In de in lid 2 van dit artikel bedoelde samenwerkingsovereenkomsten worden procedures en regelingen tussen de deelnemende autoriteiten vastgesteld voor het delen van de noodzakelijke informatie voor en het samenwerken bij de uitoefening van de volgende taken en de volgende bevoegdheden met betrekking tot de in lid 2, onder a) en b), bedoelde CTP's of groepen die dergelijke CTP's omvatten:
- a)
de opstelling van afwikkelingsplannen overeenkomstig artikel 12 en soortgelijke vereisten in het recht van de betrokken derde landen;
- b)
de beoordeling van de afwikkelbaarheid van dergelijke instellingen en groepen overeenkomstig artikel 15 en soortgelijke vereisten in het recht van de betrokken derde landen;
- c)
de uitoefening van bevoegdheden om belemmeringen voor de afwikkelbaarheid aan te pakken of weg te nemen overeenkomstig artikel 16 en van soortgelijke bevoegdheden in het recht van de betrokken derde landen;
- d)
de toepassing van vroegtijdige-interventiemaatregelen overeenkomstig artikel 18 en de uitoefening van soortgelijke bevoegdheden in het recht van de betrokken derde landen, en
- e)
de toepassing van afwikkelingsinstrumenten en de uitoefening van afwikkelingsbevoegdheden en soortgelijke bevoegdheden die aan de betrokken autoriteiten van een derde land zijn toegekend.
4.
Overeenkomstig lid 2 gesloten samenwerkingsovereenkomsten tussen afwikkelingsautoriteiten en bevoegde autoriteiten van lidstaten en derde landen kunnen bepalingen bevatten met betrekking tot:
- a)
de uitwisseling van de informatie die nodig is voor het opstellen en bijhouden van afwikkelingsplannen;
- b)
overleg en samenwerking bij het opstellen van afwikkelingsplannen, alsook met betrekking tot de beginselen voor de uitoefening van bevoegdheden op grond van artikel 77 en soortgelijke bevoegdheden in het recht van de betrokken derde landen;
- c)
de uitwisseling van de informatie die nodig is voor de toepassing van afwikkelingsinstrumenten en de uitoefening van afwikkelingsbevoegdheden en soortgelijke bevoegdheden in het recht van de betrokken derde landen;
- d)
vroegtijdige waarschuwing van of overleg met partijen bij de samenwerkingsovereenkomst voordat een belangrijke maatregel op grond van deze verordening of het recht van het betrokken derde land wordt genomen die de CTP of de groep treft waarop de overeenkomst betrekking heeft;
- e)
de coördinatie van openbare communicatie in geval van gezamenlijke afwikkelingsmaatregelen;
- f)
procedures en regelingen om overeenkomstig de punten a) tot en met e) van dit lid informatie uit te wisselen en samen te werken, onder meer door, in voorkomend geval, crisismanagementgroepen op te richten en in te zetten.
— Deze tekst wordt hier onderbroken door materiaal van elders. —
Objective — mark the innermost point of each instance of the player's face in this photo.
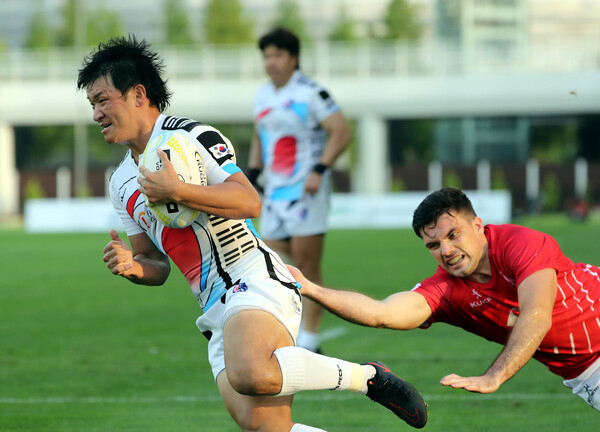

Met het oog op een gemeenschappelijke, uniforme en consistente toepassing van lid 3 stelt de ESMA uiterlijk op 12 augustus 2022 richtsnoeren op over de aard en de inhoud van de in dit lid bedoelde bepalingen.
5.
De afwikkelingsautoriteiten en de bevoegde autoriteiten stellen de ESMA in kennis van de samenwerkingsovereenkomsten die zij overeenkomstig dit artikel hebben gesloten.